This project is a Web-Crawler written in Java, which outputs a compact overview of the given website and linked websites in a given language by only listing the headings and the links in a file called output.md.
The project is a Maven-project, so building, running and testing works as usual.
Before the WebCrawler can be started, one's Rapid-API Key must be set in the TextTranslator2TranslatorService-class in the variable KEY.
The WebCrawler can be started by executing the main-Method in the class Main. The system is then started and the user can follow the instructions in the command line to input all arguments needed for the crawler to start. The arguments are input in the following syntax {depth};{targetLanguage};{URL};{URL};{URL};...{URL}. An example would be the input "1;german;https://campus.aau.at;https://www.google.com;https://www.orf.at". When the input was entered correctly, the WebCrawler is started automatically. Once it is done, the resulting output.md-file can be found in the root-directory of the project.

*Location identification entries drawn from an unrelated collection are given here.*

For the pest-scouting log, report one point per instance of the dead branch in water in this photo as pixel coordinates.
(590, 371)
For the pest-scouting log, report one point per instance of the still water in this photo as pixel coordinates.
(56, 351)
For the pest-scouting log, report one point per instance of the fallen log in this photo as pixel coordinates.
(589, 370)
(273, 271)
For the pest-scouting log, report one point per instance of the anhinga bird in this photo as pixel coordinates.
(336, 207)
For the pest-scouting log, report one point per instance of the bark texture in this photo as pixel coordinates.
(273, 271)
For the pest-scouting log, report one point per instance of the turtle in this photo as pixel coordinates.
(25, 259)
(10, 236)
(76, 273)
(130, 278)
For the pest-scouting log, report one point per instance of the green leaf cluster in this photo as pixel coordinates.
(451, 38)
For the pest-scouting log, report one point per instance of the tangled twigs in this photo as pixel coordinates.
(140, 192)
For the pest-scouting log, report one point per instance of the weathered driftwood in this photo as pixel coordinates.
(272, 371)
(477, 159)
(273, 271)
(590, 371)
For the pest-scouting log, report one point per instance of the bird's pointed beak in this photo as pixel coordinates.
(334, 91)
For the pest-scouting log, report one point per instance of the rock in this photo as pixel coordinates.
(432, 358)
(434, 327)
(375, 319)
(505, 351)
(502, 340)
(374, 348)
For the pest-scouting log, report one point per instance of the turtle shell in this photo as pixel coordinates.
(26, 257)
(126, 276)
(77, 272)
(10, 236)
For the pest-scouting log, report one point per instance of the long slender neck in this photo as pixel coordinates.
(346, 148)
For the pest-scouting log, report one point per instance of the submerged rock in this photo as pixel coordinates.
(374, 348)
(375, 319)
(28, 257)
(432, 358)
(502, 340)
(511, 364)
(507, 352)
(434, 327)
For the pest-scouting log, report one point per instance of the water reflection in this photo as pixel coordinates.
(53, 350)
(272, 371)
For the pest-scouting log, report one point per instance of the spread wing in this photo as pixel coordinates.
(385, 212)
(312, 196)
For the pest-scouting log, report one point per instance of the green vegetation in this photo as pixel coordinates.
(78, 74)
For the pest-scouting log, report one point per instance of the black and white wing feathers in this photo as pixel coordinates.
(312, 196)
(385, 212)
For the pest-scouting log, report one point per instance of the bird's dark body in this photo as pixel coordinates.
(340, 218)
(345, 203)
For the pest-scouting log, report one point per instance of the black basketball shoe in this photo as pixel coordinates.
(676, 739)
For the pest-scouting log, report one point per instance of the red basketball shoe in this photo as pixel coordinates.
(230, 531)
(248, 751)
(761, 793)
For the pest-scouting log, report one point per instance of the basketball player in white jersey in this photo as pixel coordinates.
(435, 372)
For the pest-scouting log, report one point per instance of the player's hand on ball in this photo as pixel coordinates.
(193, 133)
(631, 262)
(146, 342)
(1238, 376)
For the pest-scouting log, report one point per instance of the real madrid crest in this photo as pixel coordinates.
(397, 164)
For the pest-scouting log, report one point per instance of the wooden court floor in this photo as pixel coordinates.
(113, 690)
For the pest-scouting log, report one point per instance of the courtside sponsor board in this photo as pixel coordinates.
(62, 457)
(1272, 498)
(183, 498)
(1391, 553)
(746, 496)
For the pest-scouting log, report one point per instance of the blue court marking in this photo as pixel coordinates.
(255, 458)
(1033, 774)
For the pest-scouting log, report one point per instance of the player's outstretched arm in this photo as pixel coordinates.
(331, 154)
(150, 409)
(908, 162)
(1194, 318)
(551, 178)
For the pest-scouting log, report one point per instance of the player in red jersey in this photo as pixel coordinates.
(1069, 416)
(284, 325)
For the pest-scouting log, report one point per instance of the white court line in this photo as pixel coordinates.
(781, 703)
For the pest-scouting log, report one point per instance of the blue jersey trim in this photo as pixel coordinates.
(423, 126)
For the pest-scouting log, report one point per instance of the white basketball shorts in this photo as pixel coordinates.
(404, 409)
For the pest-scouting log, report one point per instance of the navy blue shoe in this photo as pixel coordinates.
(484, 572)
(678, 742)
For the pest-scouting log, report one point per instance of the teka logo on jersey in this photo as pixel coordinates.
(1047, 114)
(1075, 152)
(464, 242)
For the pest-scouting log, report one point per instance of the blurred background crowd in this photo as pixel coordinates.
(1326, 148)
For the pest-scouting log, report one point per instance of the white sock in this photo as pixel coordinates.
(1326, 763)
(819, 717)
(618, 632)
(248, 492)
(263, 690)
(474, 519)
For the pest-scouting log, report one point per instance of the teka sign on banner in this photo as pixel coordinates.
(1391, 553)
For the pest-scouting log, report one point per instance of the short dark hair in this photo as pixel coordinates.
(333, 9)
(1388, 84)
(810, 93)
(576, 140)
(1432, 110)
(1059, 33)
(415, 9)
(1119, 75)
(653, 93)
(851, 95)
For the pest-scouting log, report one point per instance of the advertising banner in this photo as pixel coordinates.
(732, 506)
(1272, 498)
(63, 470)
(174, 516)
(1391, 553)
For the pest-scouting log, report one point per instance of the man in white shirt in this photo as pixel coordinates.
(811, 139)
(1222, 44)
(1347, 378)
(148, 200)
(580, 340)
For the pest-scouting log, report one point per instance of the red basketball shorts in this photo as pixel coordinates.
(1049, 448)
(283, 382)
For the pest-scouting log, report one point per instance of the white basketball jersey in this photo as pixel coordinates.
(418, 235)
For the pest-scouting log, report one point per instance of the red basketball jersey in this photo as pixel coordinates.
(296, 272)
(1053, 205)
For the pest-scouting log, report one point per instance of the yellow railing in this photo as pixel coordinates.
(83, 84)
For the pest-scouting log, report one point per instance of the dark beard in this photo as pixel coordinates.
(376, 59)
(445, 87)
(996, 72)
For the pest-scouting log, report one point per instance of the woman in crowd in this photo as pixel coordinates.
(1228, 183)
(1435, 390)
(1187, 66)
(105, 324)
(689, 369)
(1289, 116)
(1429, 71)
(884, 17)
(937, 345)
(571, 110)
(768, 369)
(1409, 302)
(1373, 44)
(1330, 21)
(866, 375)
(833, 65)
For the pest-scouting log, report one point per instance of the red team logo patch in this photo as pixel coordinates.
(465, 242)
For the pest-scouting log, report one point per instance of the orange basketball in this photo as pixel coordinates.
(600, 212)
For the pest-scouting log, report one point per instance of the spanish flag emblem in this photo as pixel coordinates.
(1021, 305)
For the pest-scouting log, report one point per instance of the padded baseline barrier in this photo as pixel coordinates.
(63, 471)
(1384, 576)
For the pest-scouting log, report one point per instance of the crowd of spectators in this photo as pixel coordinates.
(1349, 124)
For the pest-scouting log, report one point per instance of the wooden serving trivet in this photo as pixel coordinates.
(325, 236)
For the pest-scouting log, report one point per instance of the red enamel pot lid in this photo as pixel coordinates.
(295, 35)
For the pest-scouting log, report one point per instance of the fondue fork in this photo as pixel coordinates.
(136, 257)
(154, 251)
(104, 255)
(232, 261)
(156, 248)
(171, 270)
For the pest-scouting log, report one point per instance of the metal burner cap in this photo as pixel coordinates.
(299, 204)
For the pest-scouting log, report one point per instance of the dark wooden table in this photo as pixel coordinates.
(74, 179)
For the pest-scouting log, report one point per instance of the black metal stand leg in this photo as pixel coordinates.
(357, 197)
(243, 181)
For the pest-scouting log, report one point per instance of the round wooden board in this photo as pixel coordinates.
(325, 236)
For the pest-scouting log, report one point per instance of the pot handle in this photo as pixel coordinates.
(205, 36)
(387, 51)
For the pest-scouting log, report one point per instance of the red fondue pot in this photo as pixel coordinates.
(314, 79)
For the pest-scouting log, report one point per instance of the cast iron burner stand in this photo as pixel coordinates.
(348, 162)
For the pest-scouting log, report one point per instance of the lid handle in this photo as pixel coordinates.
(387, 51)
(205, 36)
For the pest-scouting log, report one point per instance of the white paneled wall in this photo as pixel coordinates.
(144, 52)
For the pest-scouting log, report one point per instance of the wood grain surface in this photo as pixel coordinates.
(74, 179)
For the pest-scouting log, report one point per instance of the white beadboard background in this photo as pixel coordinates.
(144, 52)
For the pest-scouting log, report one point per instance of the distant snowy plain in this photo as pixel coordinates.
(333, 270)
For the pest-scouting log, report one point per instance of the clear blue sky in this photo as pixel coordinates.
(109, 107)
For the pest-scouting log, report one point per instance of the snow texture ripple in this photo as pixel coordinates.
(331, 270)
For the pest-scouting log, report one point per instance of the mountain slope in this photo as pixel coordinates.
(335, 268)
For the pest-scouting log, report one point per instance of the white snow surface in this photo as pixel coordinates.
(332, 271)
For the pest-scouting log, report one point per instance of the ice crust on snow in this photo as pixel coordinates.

Please note that this project crawls the websites in a concurrent manner with a parent-thread at the top starting child threads in a tree structure. Each child can start more child-threads and only returns once all their children have returned. The WebCrawlerScheduler-class holds a variable timeoutForChildThreadsInMinutes, which can be set depending on how long the system should be running and waiting on children. The size of the used thread pool can also be changed and set via the initializeThreadPoolWithThreadCount()-method called in Main - please note because of the structure of how child threads are created a too small pool size can cause deadlock-like behaviour which will result in reached timeouts.
Automatic testing can be started via opening the Maven-Tab, navigating to Lifecycle and clicking on "test". Please note that the tests can take a while to complete.